The procedurist would secure haemostasis following the procedure and apply a bandage. Two types of bandages were used according to procedurists’ preference—a cotton gauze overlaid with a transparent polyurethane dressing (Tagaderm, 3 M Health Care, Minnesota, USA) or an absorbent, self-adhesive dressing (Mepore, Molnlycke Health Care AB, Gothenburg, Sweden). The investigators would then place the device over the dressing and secure it in place with another layer of transparent polyurethane dressing. The device was then left in-situ for at least 6 h. The device must be charged before each use—a green LED indicates that the device is charged while a red light indicates inadequate battery levels.

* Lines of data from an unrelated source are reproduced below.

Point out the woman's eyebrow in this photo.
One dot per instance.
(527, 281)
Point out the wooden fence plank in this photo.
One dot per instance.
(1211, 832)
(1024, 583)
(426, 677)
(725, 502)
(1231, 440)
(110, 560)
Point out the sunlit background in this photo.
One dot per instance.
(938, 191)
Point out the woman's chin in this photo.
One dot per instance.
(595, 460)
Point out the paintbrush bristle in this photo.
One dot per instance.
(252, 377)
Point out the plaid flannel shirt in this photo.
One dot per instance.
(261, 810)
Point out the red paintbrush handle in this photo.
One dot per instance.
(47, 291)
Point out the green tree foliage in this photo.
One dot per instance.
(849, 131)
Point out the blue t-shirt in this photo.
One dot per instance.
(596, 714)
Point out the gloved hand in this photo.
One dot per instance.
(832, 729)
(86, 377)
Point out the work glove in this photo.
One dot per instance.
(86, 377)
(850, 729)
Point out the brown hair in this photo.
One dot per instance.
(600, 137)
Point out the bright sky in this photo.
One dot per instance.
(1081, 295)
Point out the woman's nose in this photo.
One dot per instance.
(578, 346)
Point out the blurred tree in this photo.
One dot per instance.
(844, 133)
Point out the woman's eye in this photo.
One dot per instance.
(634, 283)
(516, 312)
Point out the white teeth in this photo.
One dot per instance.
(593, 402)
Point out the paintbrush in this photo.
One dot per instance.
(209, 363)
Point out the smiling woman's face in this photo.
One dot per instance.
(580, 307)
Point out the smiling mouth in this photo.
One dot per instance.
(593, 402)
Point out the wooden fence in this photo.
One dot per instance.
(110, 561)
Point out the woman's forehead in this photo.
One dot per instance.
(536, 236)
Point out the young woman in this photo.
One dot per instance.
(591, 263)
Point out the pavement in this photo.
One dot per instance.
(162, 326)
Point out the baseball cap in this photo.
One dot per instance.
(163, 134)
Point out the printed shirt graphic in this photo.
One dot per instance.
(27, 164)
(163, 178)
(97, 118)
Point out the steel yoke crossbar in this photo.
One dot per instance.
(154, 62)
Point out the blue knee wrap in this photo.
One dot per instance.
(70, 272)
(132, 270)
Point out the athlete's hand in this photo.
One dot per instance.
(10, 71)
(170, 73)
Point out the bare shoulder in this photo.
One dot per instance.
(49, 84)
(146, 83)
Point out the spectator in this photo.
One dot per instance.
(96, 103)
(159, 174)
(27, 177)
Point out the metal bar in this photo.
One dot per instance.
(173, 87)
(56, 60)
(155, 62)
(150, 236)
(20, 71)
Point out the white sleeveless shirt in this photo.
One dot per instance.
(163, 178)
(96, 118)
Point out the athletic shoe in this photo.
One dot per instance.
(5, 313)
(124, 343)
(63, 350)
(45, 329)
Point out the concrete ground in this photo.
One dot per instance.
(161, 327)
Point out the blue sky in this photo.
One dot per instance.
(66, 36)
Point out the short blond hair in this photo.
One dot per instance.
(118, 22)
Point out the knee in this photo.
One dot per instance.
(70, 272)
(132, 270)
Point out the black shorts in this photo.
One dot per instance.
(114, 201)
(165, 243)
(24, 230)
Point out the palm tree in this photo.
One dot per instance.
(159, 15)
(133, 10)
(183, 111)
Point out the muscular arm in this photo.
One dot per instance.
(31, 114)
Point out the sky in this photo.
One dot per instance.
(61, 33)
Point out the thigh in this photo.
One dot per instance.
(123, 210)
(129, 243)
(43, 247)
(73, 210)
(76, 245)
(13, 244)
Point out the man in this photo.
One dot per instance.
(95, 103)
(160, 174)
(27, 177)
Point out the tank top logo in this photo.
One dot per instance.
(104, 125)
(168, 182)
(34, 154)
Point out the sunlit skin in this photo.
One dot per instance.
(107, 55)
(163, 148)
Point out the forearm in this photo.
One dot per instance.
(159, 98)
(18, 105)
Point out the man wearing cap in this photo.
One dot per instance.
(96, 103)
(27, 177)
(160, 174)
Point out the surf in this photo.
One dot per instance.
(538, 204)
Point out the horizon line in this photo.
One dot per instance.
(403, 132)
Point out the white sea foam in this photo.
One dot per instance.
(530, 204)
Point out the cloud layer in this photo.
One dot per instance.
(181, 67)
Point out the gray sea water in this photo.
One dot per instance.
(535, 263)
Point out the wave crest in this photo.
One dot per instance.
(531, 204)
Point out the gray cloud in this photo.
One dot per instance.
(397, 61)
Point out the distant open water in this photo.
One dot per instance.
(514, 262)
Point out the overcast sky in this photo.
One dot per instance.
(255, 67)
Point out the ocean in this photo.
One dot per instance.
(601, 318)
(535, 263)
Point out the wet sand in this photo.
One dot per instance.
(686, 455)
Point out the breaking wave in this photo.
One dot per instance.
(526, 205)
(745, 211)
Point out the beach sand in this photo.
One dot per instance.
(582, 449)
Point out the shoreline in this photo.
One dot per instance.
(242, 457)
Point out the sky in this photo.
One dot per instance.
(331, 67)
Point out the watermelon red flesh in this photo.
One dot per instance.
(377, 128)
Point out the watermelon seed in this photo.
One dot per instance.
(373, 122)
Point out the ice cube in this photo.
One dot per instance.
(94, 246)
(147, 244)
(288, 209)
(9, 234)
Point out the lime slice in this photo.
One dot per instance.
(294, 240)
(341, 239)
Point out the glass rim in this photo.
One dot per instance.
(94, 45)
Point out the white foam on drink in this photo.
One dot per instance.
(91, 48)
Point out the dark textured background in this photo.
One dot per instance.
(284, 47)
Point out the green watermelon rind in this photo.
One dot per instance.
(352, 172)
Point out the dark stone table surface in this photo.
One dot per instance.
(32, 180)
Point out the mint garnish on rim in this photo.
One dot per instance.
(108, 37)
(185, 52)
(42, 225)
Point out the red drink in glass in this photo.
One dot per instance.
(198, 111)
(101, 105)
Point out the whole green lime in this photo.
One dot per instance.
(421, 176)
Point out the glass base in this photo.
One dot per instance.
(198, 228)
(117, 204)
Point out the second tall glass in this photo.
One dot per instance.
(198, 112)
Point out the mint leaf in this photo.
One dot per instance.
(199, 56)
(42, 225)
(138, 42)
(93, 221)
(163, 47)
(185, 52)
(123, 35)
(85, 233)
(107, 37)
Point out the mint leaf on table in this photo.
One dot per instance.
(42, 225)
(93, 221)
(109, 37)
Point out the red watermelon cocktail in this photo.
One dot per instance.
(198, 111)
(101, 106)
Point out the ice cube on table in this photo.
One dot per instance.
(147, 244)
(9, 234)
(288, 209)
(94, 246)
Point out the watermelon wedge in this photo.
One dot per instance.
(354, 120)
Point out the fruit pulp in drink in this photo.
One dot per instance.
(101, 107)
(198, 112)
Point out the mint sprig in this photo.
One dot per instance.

Throughout the observation period, routine monitoring and inspection for bleeding by the nurse-in-charge would continue as per hospital clinical protocol—15-min intervals in the first hour, 30-min intervals in the second hour and hourly from the third to sixth hour. Upon removal of the device, the bandage was inspected for visible blood stains.

Alarms triggered or bleeding episodes were documented in a case report form. A false positive was defined as an alarm triggered with no fresh blood stains on the bandage on visual inspection. A false negative was defined as a failure to trigger an alarm when blood stains were found to be present in the bandage, regardless of size or intensity of stains.

Baseline demographic data and relevant laboratory indices of coagulation profile and renal function were collected. Continuous data were represented by median (interquartile range). Frequency of discrete events were expressed as number of events and percentage. From the bleeding incidences and device alarm activation rates, the sensitivity and specificity of the device for detection of true bleeding were calculated. Data was processed using IBM SPSS Statistics version 20 (IBM Corporation, Armonk, New York, USA).

The manuscript was prepared according to STROBE reporting guidelines20.